Fue un discurso pacífico y tranquilizador que bregaba por la conciliación social. Terminada la histórica jornada, la multitud se retiró feliz tras haber logrado su objetivo, dispuesta de todos modos a cumplir la huelga convocada para el día 18 que ya estaba por empezar. El paro ahora tenía aire de celebración del triunfo.
Perón fue a encontrase con Eva y no era un secreto para nadie, ni siquiera para Vernengo Lima, que comenzaba una nuevo ciclo histórico en la Argentina.
La pareja vivió su momento de gloria y casi como un festejo, como una ratificación de una confianza que había pasado una prueba de fuego, decidieron casarse. El 22 se concretó la ceremonia civil en Junín y el 10 de diciembre lo hicieron por iglesia en La Plata. Evita recordaría: “Nos casamos porque nos quisimos y nos quisimos porque queríamos la misma cosa. De distinta manera los dos habíamos deseado hacer lo mismo: él sabiendo bien lo que quería hacer, yo, por sólo presentirlo; él, con la inteligencia; yo, con el corazón; él, preparado para la lucha; yo, dispuesta a todo sin saber nada; él culto y yo sencilla; él, enorme, y yo, pequeña; él, maestro, y yo, alumna. Él, la figura y yo la sombra. ¡El, seguro de sí mismo, y yo, únicamente segura de él!”.

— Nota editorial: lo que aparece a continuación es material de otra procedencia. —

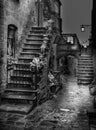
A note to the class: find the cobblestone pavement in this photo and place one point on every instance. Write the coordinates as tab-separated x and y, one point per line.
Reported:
66	111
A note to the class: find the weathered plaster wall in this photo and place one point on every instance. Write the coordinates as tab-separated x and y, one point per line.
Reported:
18	13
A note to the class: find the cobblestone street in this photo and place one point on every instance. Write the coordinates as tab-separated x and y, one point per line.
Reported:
66	111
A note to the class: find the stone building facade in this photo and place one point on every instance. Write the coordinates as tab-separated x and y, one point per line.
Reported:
17	17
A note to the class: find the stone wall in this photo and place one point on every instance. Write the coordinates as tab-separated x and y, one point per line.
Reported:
1	37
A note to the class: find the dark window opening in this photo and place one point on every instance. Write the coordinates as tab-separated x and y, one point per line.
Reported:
11	39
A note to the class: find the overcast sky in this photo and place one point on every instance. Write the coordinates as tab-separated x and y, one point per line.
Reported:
75	13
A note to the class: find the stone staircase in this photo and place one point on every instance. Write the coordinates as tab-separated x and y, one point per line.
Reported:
21	91
85	69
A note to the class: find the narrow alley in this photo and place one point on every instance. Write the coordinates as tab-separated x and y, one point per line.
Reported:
47	68
65	111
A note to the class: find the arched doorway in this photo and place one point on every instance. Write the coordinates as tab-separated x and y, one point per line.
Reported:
11	39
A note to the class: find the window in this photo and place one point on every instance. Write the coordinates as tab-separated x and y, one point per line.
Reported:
70	39
12	29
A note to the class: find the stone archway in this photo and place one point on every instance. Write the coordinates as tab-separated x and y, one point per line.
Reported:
68	64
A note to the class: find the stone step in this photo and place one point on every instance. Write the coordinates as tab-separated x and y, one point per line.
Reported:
20	86
25	59
21	90
21	79
20	83
90	67
83	64
22	75
16	96
85	77
38	28
29	54
35	40
84	58
16	108
82	69
31	49
35	35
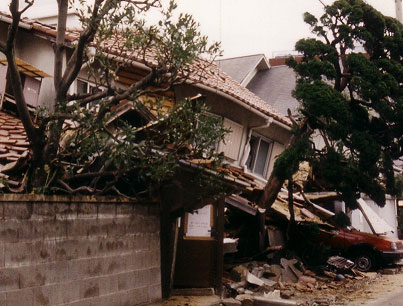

La luna de miel la pasaron en la quinta del amigo de la pareja Ramón Subiza en San Nicolás y así la recordaba Evita en un diálogo con Vera Pichel: “Fue una etapa lindísima aunque para nosotros no fue novedad estar juntos, ya que lo estuvimos desde el primer momento. Nos levantábamos temprano, tomábamos el desayuno y salíamos a caminar por la quinta. Nunca me maquillé en esos días, andaba a pura cara lavada, el pelo suelto, una camisa de él y un par de pantalones. Era mi atuendo preferido y a él le gustaba que estuviéramos así. Algunas veces, de pura mandaparte, me metía en la cocina y preparaba una ensalada para acompañar a un buen bife que preferíamos los dos. Lo que sí hacía era cebar mate por las tardes. Interminables ruedas que matizaban nuestras charlas. Mejor dicho, las de él. Porque él pensaba en voz alta, hablaba y yo escuchaba, aprendía… Por la noche, algo de música y a la cama temprano. Fueron realmente días preciosos”.
Seguramente Perón y Evita intuían que aquellos días plácidos difícilmente volverían a repetirse.